I have a case where I should visit multiple links and extract information from them. The problem is that when I use “colly.Visit(URL)” I am getting increased visiting. Example:
package main
import (
"fmt"
"github.com/gocolly/colly"
)
func main() {
CATETORIES := []string{
"cate1",
"cate2",
"cate3",
}
c := colly.NewCollector()
for _, cate := range CATETORIES {
c.OnRequest(func(r *colly.Request) {
fmt.Println("Visiting categories", r.URL)
})
c.Visit(cate)
}
}
That will print:
Visiting categories http://cate1
Visiting categories http://cate2
Visiting categories http://cate2
Visiting categories http://cate3
Visiting categories http://cate3
Visiting categories http://cate3
I tried to initialize colly after every iteration and that worked well - then the order was: Visiting categories http://cate1, Visiting categories http://cate2, Visiting categories http://cate3 BUT doing it this way I am loosing my login session.. Any suggestions?
The issue you are facing is because you are adding the OnRequest
callback inside the loop, and each time you add a new callback, it accumulates with the previous callbacks. That’s why you see increased visiting messages.

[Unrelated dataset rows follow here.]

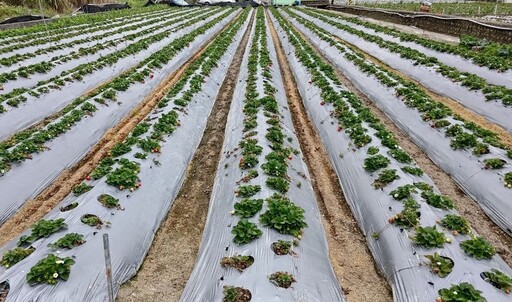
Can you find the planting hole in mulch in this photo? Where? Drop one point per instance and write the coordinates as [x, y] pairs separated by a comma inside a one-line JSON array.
[[92, 220], [108, 201], [284, 247], [236, 294], [69, 207], [4, 290], [282, 279], [239, 262]]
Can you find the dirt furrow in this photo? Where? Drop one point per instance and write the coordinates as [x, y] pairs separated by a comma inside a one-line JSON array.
[[36, 208], [466, 206], [172, 256], [349, 255], [454, 105]]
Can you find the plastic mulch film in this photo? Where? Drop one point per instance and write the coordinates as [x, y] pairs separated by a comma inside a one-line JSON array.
[[490, 75], [494, 111], [31, 177], [133, 227], [25, 48], [486, 186], [402, 262], [315, 280], [34, 109], [73, 56]]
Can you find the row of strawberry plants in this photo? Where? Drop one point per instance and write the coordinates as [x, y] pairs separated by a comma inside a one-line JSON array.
[[21, 94], [355, 146], [73, 23], [135, 33], [84, 38], [462, 139], [71, 145], [20, 146], [263, 131], [483, 53], [69, 37], [124, 170], [466, 79], [463, 134]]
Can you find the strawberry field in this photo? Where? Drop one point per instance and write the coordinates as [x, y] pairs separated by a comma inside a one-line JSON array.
[[252, 154]]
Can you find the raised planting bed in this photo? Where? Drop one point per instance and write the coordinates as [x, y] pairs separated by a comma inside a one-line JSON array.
[[262, 195], [458, 146], [65, 141], [471, 89], [144, 188], [407, 223]]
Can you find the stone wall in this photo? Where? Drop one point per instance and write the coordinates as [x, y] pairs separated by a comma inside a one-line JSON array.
[[447, 25]]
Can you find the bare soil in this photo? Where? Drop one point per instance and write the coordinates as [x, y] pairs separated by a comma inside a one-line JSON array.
[[349, 255], [36, 208], [406, 29], [466, 206], [454, 105], [173, 254]]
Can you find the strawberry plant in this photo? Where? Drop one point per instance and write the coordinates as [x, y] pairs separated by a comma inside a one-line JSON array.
[[92, 220], [428, 237], [15, 255], [279, 184], [248, 161], [275, 135], [413, 171], [372, 150], [69, 241], [498, 280], [457, 224], [69, 207], [108, 201], [463, 292], [437, 201], [282, 279], [247, 191], [149, 145], [248, 176], [238, 262], [236, 294], [103, 168], [140, 155], [385, 177], [494, 163], [407, 218], [42, 229], [245, 232], [284, 216], [81, 189], [275, 167], [481, 149], [49, 270], [423, 186], [463, 140], [376, 162], [403, 192], [248, 207], [283, 247], [400, 155], [440, 265], [478, 248]]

To fix this issue, you can move the OnRequest
callback outside of the loop and use a closure to capture the value of cate
for each iteration. This way, you will have a single callback for each request, and it will correctly display the URL for each category.
Here’s an updated version of your code:
package main
import (
"fmt"
"github.com/gocolly/colly"
)
func main() {
CATEGORIES := []string{
"cate1",
"cate2",
"cate3",
}
c := colly.NewCollector()
// Add the OnRequest callback outside of the loop
c.OnRequest(func(r *colly.Request) {
fmt.Println("Visiting category", r.URL)
})
for _, cate := range CATEGORIES {
// Use a closure to capture the value of cate for each iteration
func(cate string) {
c.Visit(cate)
}(cate)
}
}
By using a closure with func(cate string) {...}
, you ensure that the cate
value is captured correctly for each iteration, and the OnRequest
callback is only added once. Now, you should see the correct visiting messages for each category without duplication.